A plethora of special loan facilities, each with different and specific conditionalities, are out there, but the potential beneficiaries are literally going through hell to secure these loans. ln many instances, the existence of these “special facilities” are fully noised abroad, but the modalities for accessing them remain largely foggy. Usually, the time lag between the official pronouncement of the existence of the facility and the hammering out of the ‘modus operandi’ ends up frustrating the target beneficiaries.
This situation, truly, was in normal times, when the relevant organs and agencies of government worked at their normal pace. Today, the times have changed; the coronavirus (covid-19) pandemic is unleashing panic everywhere on the surface of the earth. The death toll is in tens of thousands; virtually all economic activities have stalled, and yet hope of the end of the plague remains forlon.
So, in fairness to all, the plethora of policies and measures being pushed out by government agencies, especially, the monetary and fiscal authorities to cushion the covid-19 effects are, without doubt, panic initiatives. Many of those policies are, without any bias, ill-digested and unrealistic at this point in time.
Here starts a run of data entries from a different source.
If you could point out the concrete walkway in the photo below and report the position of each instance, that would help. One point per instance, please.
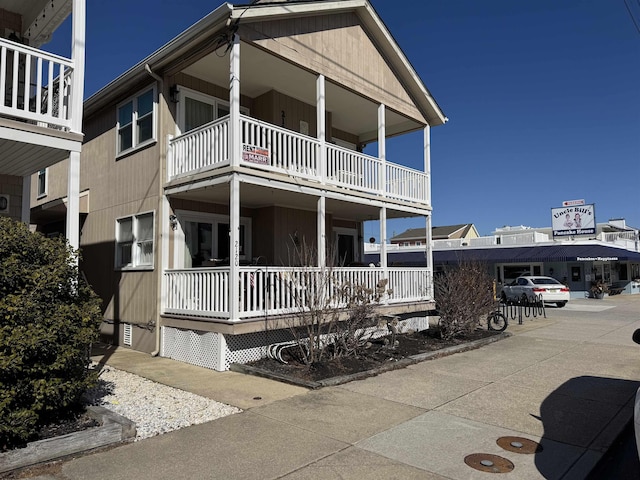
(566, 382)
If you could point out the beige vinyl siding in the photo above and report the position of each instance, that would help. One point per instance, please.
(328, 45)
(119, 187)
(11, 186)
For instance, an economic stimulus package that pupports to be encouraging business growth or expansion at this time, when companies are either shutting down or maintaining skeletal operations, is rather insensitive. The issue now is survival: let the human beings remain alive. Global and local supply chains have all collapsed. Practically all countries have closed their borders, whether by air, land or sea.
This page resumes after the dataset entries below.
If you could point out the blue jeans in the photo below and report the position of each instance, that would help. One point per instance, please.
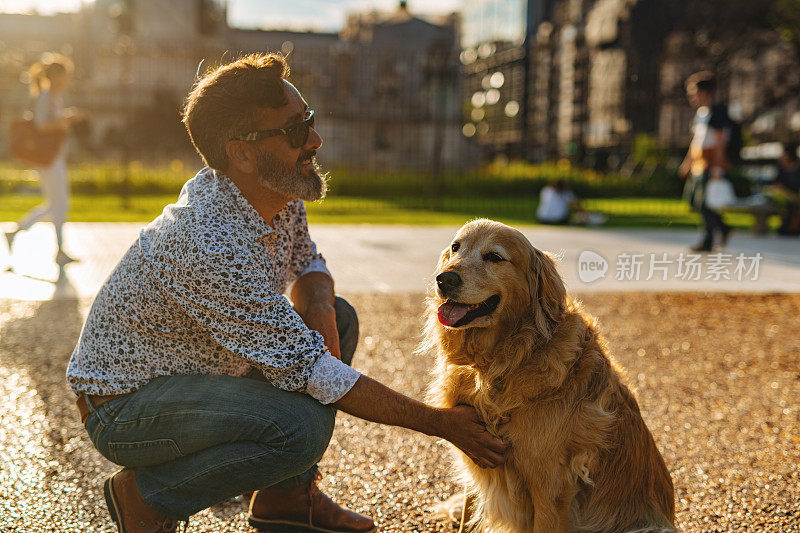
(197, 440)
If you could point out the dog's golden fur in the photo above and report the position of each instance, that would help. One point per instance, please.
(581, 458)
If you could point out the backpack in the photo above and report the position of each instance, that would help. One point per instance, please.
(31, 146)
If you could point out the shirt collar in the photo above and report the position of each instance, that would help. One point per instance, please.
(254, 223)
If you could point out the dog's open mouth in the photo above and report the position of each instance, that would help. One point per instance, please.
(455, 314)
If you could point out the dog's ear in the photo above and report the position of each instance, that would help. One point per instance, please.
(548, 295)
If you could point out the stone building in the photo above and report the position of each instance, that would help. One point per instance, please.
(385, 89)
(591, 75)
(587, 72)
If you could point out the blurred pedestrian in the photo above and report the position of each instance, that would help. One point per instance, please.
(49, 80)
(707, 158)
(559, 205)
(788, 183)
(556, 200)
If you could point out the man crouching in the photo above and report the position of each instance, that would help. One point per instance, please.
(194, 372)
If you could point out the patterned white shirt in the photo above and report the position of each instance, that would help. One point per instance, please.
(201, 292)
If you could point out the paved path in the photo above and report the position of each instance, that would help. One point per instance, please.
(399, 259)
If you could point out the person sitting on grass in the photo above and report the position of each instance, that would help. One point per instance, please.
(195, 373)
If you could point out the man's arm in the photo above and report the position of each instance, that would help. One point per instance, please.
(370, 400)
(313, 297)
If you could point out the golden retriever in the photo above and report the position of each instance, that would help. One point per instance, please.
(510, 342)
Whether the interest rate is zero or not, which business (run by humans) will be taking loans now? lf you are to import raw materials or machinery, from who/where?
There is palpable panic in the land. Here in Nigeria, covid-19 has entered the ‘sanctum santorum’, the Presidency; some presidential aides are already down with the disease. Federal and state civil servants are sent on “leave”. Many top government officials have either been quarantined or self-isolated.
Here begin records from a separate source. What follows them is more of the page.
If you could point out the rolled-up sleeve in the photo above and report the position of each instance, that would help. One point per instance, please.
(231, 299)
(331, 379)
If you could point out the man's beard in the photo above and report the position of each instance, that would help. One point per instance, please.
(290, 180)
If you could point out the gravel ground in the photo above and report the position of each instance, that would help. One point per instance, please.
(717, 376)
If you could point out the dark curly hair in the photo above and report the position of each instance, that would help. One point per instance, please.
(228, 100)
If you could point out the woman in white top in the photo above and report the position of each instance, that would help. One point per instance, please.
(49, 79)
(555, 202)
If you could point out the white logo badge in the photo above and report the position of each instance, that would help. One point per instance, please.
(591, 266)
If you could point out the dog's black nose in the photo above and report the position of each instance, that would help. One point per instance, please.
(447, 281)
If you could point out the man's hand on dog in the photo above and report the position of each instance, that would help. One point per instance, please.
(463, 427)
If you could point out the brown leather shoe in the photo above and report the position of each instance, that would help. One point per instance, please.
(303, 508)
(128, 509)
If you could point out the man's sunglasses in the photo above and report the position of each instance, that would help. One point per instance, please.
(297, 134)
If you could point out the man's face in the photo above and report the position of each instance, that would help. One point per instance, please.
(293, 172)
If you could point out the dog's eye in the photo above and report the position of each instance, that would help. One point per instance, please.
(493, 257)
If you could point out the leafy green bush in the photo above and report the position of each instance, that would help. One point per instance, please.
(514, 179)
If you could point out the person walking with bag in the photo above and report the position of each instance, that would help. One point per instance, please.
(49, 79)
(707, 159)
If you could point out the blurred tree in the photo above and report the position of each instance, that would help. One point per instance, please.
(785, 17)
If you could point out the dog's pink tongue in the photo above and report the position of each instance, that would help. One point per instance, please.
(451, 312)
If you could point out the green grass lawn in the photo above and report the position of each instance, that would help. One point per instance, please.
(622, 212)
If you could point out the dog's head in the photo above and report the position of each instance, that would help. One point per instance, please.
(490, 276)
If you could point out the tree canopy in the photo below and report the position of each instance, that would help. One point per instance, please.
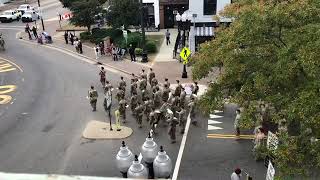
(124, 12)
(270, 53)
(84, 12)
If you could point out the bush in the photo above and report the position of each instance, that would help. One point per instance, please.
(138, 51)
(134, 39)
(151, 47)
(85, 35)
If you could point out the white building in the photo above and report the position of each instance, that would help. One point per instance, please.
(203, 24)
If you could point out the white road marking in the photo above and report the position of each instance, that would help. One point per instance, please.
(213, 116)
(213, 122)
(211, 127)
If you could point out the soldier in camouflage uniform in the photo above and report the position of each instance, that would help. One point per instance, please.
(165, 93)
(122, 84)
(151, 75)
(177, 91)
(148, 107)
(122, 109)
(182, 119)
(134, 102)
(182, 98)
(139, 114)
(120, 95)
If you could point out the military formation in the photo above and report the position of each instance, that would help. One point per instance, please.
(150, 103)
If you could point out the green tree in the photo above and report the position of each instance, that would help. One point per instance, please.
(84, 12)
(124, 12)
(270, 53)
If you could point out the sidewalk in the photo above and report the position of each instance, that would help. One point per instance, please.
(171, 69)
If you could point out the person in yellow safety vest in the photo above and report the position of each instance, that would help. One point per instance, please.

Against this backdrop, who is in a state of mind and safety to see to the realization of those policies being churned out? An agency like the Federal Inland Revenue Service is issuing statements, asking taxpayers to be dutifully paying their taxes, even now. The agency is encouraging all taxpayers to pay, so that government can have money to put “palliative measures” in place now. And the question is: are the taxpayers making money now? Are businesses up and running?
In other climes, the authorities are not only crashing the interest rates but also reportedly making cash available to economic agents through “transfer payments” and sundry other channels. Online businesses are also rendering support by subsidizing their services and, in some instances, ‘pro bono’.
Apparently, in their appreciation of the bizarre and dire situation of businesses in Nigeria now, the House of Representatives (HoR), passed the ‘Economic Stimulus Bill’, but want import duty, and corprate tax suspended. This is to encourage importation and discourage taxing businesses, in the interim, at least. But while the HoR was passing the Bill and sending to the Senate for concurrence, the entire National Assembly shut down, and went on “leave”.
This, again, illustrates the time-lag challenge; and yet the covid-19 pandemic keeps spreading like wild fire, claiming lives at exponential rate across the globe.